Thursday, June 19, 2014

Calling all sinners, report for ministry.

Upon finishing the Calvary Chapel history book called "Harvest," I came to a glaring conclusion. God often doesn't call leaders who haven't lived sinful lives. It is a person's experience that validates them to minister to the people God is calling them to. It is clear to see that in the work of the Calvary Chapel movement, through the stories of how he called the druggies, the hippies, the drunks, the suicidal, the abusers and the abused to minister to people who are walking in these same life experiences. God doesn't often call super straight laced people who have never done anything wrong because what validation would they have to minister unto people who have been in a lifestyle of sex, drugs and rock and roll?
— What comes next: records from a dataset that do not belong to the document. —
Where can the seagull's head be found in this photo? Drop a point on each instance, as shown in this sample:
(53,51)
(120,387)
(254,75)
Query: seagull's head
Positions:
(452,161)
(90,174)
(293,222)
If you don't know someone's situation from experience, you have less of an ability to say "I know what your going through, and believe me God can deliver you from this because he did it for me". Not to say that God can't use the straight laced for reasons of ministering to the people who have never done anything wrong, but let's face it, most of us have done some bad stuff in our life.
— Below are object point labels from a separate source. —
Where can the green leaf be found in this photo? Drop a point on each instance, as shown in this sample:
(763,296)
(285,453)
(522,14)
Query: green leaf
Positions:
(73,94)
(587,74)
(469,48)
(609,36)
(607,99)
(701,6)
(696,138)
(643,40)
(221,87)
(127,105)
Reading this book reaffirms my calling into ministry. It reaffirms my understanding of why God would call this wretched man to a work of facilitating the saints into the throne room of God. My life experience is anything but pretty. I've experienced so much bad, and God wants me to use that for good. I'm reminded of the words of Joseph (Gen. 50:20), and several other stories throughout The Word of God of people being called to minister out of their trials and misfortune.
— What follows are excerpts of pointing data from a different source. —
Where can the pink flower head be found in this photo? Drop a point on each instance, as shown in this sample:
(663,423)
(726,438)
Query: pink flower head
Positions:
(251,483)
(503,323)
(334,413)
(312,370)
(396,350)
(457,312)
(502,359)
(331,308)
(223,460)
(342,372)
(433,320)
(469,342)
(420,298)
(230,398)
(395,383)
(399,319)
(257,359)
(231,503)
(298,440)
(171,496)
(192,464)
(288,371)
Everything from growing up in a broken home watching physical abuse between my Father and Step Mother. To my party days of college where I was engaged in a lifestyle of getting drunk and inappropriate relationships. To the trials my wife and I have faced in her battle of endometriosis and issues conceiving a child and then having a hysterectomy. God had a plan for me. I can remember so many occasions since even my high school years where I've had the opportunity to minister to people who were going through something that I've gone through.

I can remember praying with a young middle school kid that was watching his parents go through a divorce. I had just sung a song with my band at a summer camp. It was a song that I wrote about divorce and God's comfort that spoke to him and he came to me. God's calling on my life began to become clear at an early age, but I'd still have a lot to walk through.

From the valleys to the mountain tops my relationship with God and understanding of his great and awesome grace has become a reality. Not just a superficial reality, but something I know to be true in my heart of hearts. It is the wellspring of which I can minister out of. It's the context to my worship and the power in my praise.